Concretely: a team clusters their last 5K customer-support queries with affinity propagation, identifies 23 exemplar queries, and uses them as few-shot examples in their system-prompt. They test two prompt versions — one with affinity-propagation exemplars, one with k-means(k=10) exemplars — through Prompt.commit() versions and run regression evals against a Dataset versioned at v6. FutureAGI’s AnswerRelevancy and TaskCompletion evaluators score both prompt variants; the affinity-propagation prompt scores 3.2 points higher on the long-tail intent cohort. The team picks it, but the dashboard reveals the gain came from one specific cluster — the 23rd exemplar — the tail intent k-means had absorbed into a larger cluster.

For embedding-based RAG retrieval, the EmbeddingSimilarity evaluator scores whether retrieved chunks are semantically close to the query, regardless of how those chunks were clustered upstream. If your clustering step is poisoning retrieval, the eval surfaces it.

How to Measure or Detect It

Clustering quality is measured by downstream task quality plus standard intrinsic metrics:

EmbeddingSimilarity: returns 0–1 cosine similarity between two embeddings; useful for measuring whether cluster members are semantically close.
Silhouette score (intrinsic metric): measures cluster cohesion vs separation; higher is better.
Davies-Bouldin index (intrinsic metric): lower is better; tracks intra-cluster dispersion vs inter-cluster distance.
Downstream eval lift: compare AnswerRelevancy or TaskCompletion between prompts/routes built on different clustering outputs.
Cluster-count stability (dashboard signal): the number of exemplars affinity propagation converges to across re-runs; large variance hints at unstable similarity matrix.

from fi.evals import EmbeddingSimilarity

sim = EmbeddingSimilarity()
result = sim.evaluate(
    text_a="How do I reset my password?",
    text_b="My password isn't working",
)
print(result.score, result.reason)

Common Mistakes

Running affinity propagation on a dataset too large for O(N²).

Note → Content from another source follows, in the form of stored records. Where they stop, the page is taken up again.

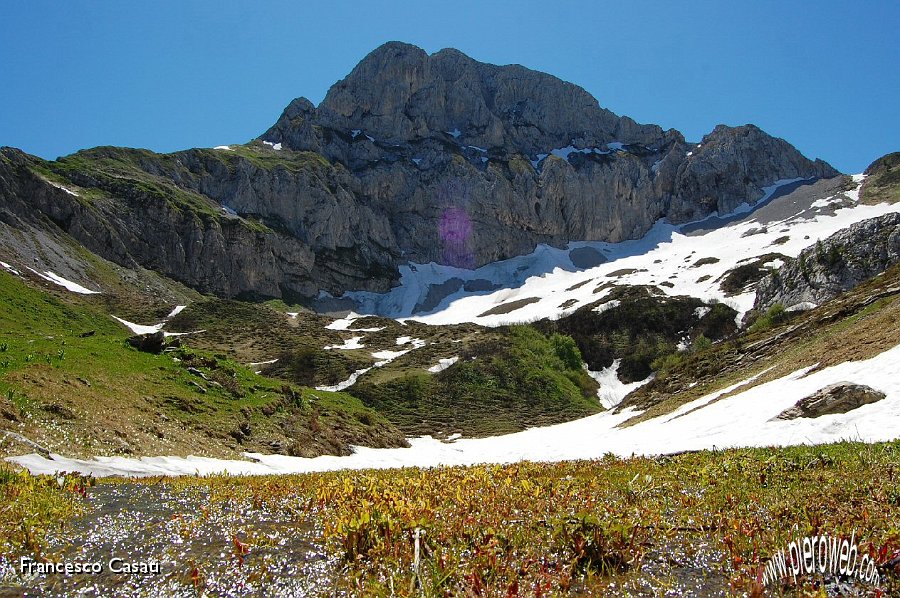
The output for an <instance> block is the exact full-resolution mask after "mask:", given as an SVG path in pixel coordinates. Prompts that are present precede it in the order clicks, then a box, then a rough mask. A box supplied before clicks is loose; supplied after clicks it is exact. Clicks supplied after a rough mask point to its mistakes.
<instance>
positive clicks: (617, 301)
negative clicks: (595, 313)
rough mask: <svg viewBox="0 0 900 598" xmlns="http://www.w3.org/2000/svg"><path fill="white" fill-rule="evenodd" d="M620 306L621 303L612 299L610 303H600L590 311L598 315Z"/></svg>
mask: <svg viewBox="0 0 900 598" xmlns="http://www.w3.org/2000/svg"><path fill="white" fill-rule="evenodd" d="M621 304H622V302H621V301H619V300H618V299H612V300H610V301H607V302H606V303H601V304H600V305H598V306H597V307H595V308H594V309H593V310H592V311H594V312H596V313H598V314H602V313H603V312H605V311H609V310H611V309H613V308H616V307H619V306H620V305H621Z"/></svg>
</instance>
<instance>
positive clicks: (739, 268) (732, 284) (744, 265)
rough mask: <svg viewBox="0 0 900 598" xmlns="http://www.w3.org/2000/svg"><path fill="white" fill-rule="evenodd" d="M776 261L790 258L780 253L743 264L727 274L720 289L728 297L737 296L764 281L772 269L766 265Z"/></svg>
mask: <svg viewBox="0 0 900 598" xmlns="http://www.w3.org/2000/svg"><path fill="white" fill-rule="evenodd" d="M776 259H782V260H786V259H788V258H787V256H785V255H782V254H780V253H767V254H765V255H762V256H760V257H758V258H756V259H754V260H753V261H751V262H748V263H746V264H741V265H740V266H738V267H736V268H732V269H731V270H729V271H728V272H726V273H725V275H724V276H723V277H722V282H721V283H720V285H719V287H720V288H721V289H722V291H724V292H725V294H726V295H736V294H738V293H740V292H742V291H743V290H744V289H745V288H746V287H747V285H749V284H750V283H753V282H758V281H760V280H762V278H763V277H765V276H766V275H767V274H768V273H769V272H770V271H771V268H768V267H766V266H765V265H764V264H766V263H768V262H771V261H773V260H776Z"/></svg>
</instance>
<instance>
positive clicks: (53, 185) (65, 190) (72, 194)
mask: <svg viewBox="0 0 900 598" xmlns="http://www.w3.org/2000/svg"><path fill="white" fill-rule="evenodd" d="M47 182H48V183H50V184H51V185H53V186H54V187H56V188H57V189H61V190H63V191H65V192H66V193H68V194H69V195H71V196H73V197H81V196H80V195H78V194H77V193H75V192H74V191H72V190H71V189H69V188H68V187H66V186H65V185H60V184H59V183H56V182H54V181H47Z"/></svg>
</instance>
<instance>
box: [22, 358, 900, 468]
mask: <svg viewBox="0 0 900 598" xmlns="http://www.w3.org/2000/svg"><path fill="white" fill-rule="evenodd" d="M898 368H900V346H898V347H895V348H893V349H891V350H889V351H886V352H884V353H882V354H880V355H878V356H876V357H873V358H871V359H867V360H862V361H849V362H845V363H841V364H838V365H835V366H832V367H829V368H825V369H822V370H819V371H816V372H812V373H810V370H809V368H804V369H801V370H798V371H796V372H794V373H792V374H790V375H788V376H785V377H783V378H778V379H776V380H772V381H770V382H767V383H765V384H760V385H759V386H755V387H753V388H748V389H746V390H743V391H741V390H740V388H741V386H745V385H747V384H748V383H749V381H750V380H752V378H751V379H748V380H747V381H744V382H743V383H742V384H739V385H734V386H733V387H732V389H733V390H734V391H735V394H734V395H732V396H729V397H727V398H722V397H723V396H724V394H725V389H723V390H720V391H717V392H715V393H711V394H708V395H706V396H704V397H701V398H700V399H697V400H696V401H692V402H691V403H689V404H687V405H684V406H682V407H680V408H679V409H678V410H677V412H675V413H672V414H669V415H665V416H660V417H656V418H652V419H649V420H646V421H643V422H640V423H637V424H635V425H633V426H629V427H624V428H623V427H619V424H621V423H623V422H624V421H625V420H627V419H629V418H631V417H633V416H634V415H635V414H636V413H638V412H636V411H634V410H632V409H624V410H622V411H621V412H619V413H613V412H612V411H605V412H603V413H599V414H597V415H592V416H590V417H586V418H583V419H579V420H575V421H571V422H566V423H563V424H558V425H555V426H547V427H542V428H532V429H530V430H525V431H523V432H517V433H515V434H508V435H505V436H493V437H488V438H462V439H459V440H457V441H456V442H453V443H451V444H447V443H443V442H441V441H439V440H437V439H434V438H432V437H430V436H425V437H421V438H413V439H410V445H411V446H410V448H393V449H373V448H366V447H354V452H353V454H352V455H349V456H346V457H336V456H322V457H316V458H314V459H304V458H302V457H288V456H284V455H263V454H260V453H245V456H246V457H247V460H244V461H242V460H225V459H211V458H205V457H195V456H192V457H186V458H182V457H144V458H140V459H135V458H127V457H96V458H94V459H70V458H66V457H62V456H60V455H57V454H51V455H50V456H51V459H46V458H44V457H41V456H40V455H38V454H36V453H32V454H29V455H22V456H19V457H11V458H8V460H9V461H11V462H14V463H17V464H19V465H21V466H23V467H25V468H27V469H29V470H30V471H31V472H32V473H35V474H53V473H56V472H58V471H78V472H81V473H85V474H92V475H94V476H98V477H100V476H110V475H126V476H150V475H194V474H200V475H208V474H213V473H221V472H228V473H232V474H273V473H303V472H312V471H331V470H338V469H368V468H378V469H385V468H397V467H436V466H441V465H473V464H477V463H512V462H517V461H522V460H531V461H543V462H546V461H560V460H571V459H596V458H599V457H602V456H603V455H604V454H606V453H614V454H617V455H621V456H630V455H632V454H634V455H659V454H667V453H676V452H680V451H689V450H703V449H713V448H716V449H724V448H732V447H766V446H787V445H801V444H802V445H808V444H820V443H828V442H839V441H842V440H857V441H862V442H881V441H889V440H894V439H896V438H900V378H898V377H897V376H896V375H894V372H896V371H897V370H898ZM805 374H806V375H805ZM607 377H608V373H607ZM841 381H852V382H854V383H857V384H867V385H869V386H872V387H873V388H876V389H878V390H880V391H882V392H884V393H885V394H886V397H885V398H884V399H883V400H881V401H879V402H877V403H872V404H869V405H864V406H862V407H860V408H858V409H854V410H852V411H850V412H848V413H840V414H832V415H824V416H821V417H817V418H798V419H795V420H790V421H783V420H774V421H773V419H772V418H774V417H775V416H776V415H778V414H779V413H781V412H782V411H784V410H785V409H787V408H788V407H790V406H792V405H794V404H795V403H796V402H797V401H798V400H799V399H800V398H803V397H806V396H809V395H810V394H812V393H814V392H816V391H817V390H820V389H822V388H824V387H825V386H828V385H829V384H834V383H836V382H841ZM608 383H609V384H613V381H612V380H609V382H608Z"/></svg>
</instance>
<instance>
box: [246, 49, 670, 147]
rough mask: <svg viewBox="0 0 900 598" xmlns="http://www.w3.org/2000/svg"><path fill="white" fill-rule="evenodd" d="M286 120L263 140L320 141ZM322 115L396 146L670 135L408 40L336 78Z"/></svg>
mask: <svg viewBox="0 0 900 598" xmlns="http://www.w3.org/2000/svg"><path fill="white" fill-rule="evenodd" d="M293 104H294V103H293V102H292V106H293ZM286 113H287V111H286ZM279 123H280V125H281V126H278V125H276V127H274V128H273V129H274V130H270V131H269V132H267V134H266V135H264V136H263V138H264V139H266V140H271V138H272V137H273V136H278V137H280V138H281V139H282V140H284V139H286V140H287V143H288V145H289V146H291V147H293V148H294V149H310V148H311V147H313V145H312V144H311V143H310V140H308V139H307V140H305V142H304V141H303V140H299V143H296V141H298V140H297V139H295V138H296V136H295V135H292V134H291V131H290V128H289V127H285V126H284V125H286V124H288V123H285V122H283V119H282V121H279ZM317 123H318V124H320V125H322V126H325V127H327V128H330V129H335V130H340V131H352V130H359V131H364V132H365V133H366V134H367V135H369V136H371V137H373V138H375V139H378V140H380V141H384V142H387V143H393V144H407V143H410V142H415V141H418V140H423V139H427V138H431V137H443V136H446V135H451V136H452V137H453V138H454V139H459V140H461V141H465V142H466V143H468V144H471V145H474V146H478V147H484V148H492V147H497V148H499V147H503V148H505V149H507V150H512V151H516V152H519V153H522V154H525V155H535V154H537V153H541V152H546V151H548V150H550V149H552V148H555V147H565V146H567V145H569V144H570V143H572V142H573V141H576V140H577V141H578V142H579V143H582V144H585V145H587V146H599V145H602V144H605V143H608V142H615V141H618V142H622V143H643V144H650V143H653V142H654V141H656V140H658V139H659V138H661V137H662V136H663V133H662V130H661V129H660V128H659V127H657V126H655V125H638V124H637V123H635V122H634V121H632V120H631V119H629V118H620V117H618V116H616V115H615V114H613V113H612V112H610V111H608V110H605V109H603V108H601V107H600V105H599V104H598V102H597V100H596V99H595V98H594V97H593V96H591V95H590V94H589V93H588V92H587V91H585V90H584V89H582V88H581V87H578V86H577V85H574V84H572V83H567V82H565V81H561V80H560V79H558V78H556V77H554V76H552V75H548V74H545V73H540V72H537V71H533V70H531V69H527V68H525V67H523V66H519V65H508V66H495V65H491V64H486V63H482V62H478V61H476V60H474V59H472V58H470V57H468V56H466V55H465V54H463V53H462V52H460V51H459V50H455V49H450V48H448V49H444V50H441V51H439V52H436V53H434V54H431V55H429V54H428V53H426V52H425V51H424V50H422V49H420V48H417V47H416V46H412V45H410V44H405V43H401V42H389V43H387V44H384V45H382V46H380V47H379V48H377V49H375V50H374V51H373V52H371V53H370V54H369V55H368V56H366V57H365V58H364V59H363V60H362V61H361V62H360V63H359V64H358V65H357V66H356V67H355V68H354V69H353V71H352V72H351V73H350V74H349V75H348V76H347V77H346V78H344V79H342V80H341V81H339V82H338V83H336V84H335V85H334V86H332V88H331V89H330V90H329V91H328V94H327V95H326V97H325V99H324V101H323V102H322V104H321V105H320V106H319V107H318V112H317Z"/></svg>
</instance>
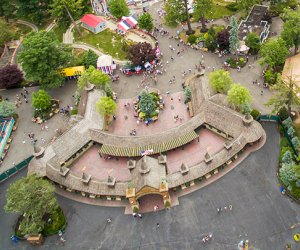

It will not converge in reasonable time; use mini-batch k-means or HDBSCAN past 10K points.
Trusting cluster labels without inspecting exemplars. A “cluster of 200 points” labeled by an unrepresentative exemplar is a poor few-shot example.
Tuning the preference parameter blindly. Affinity propagation’s preference vector controls cluster count; sweep it and pick by downstream eval, not silhouette alone.
Mixing similarity metrics across the pipeline. If you cluster on cosine similarity but retrieve with dot product, the cluster structure does not generalise.
Treating clustering as a one-shot offline step. Production embeddings drift; re-cluster on a schedule and version the cluster output.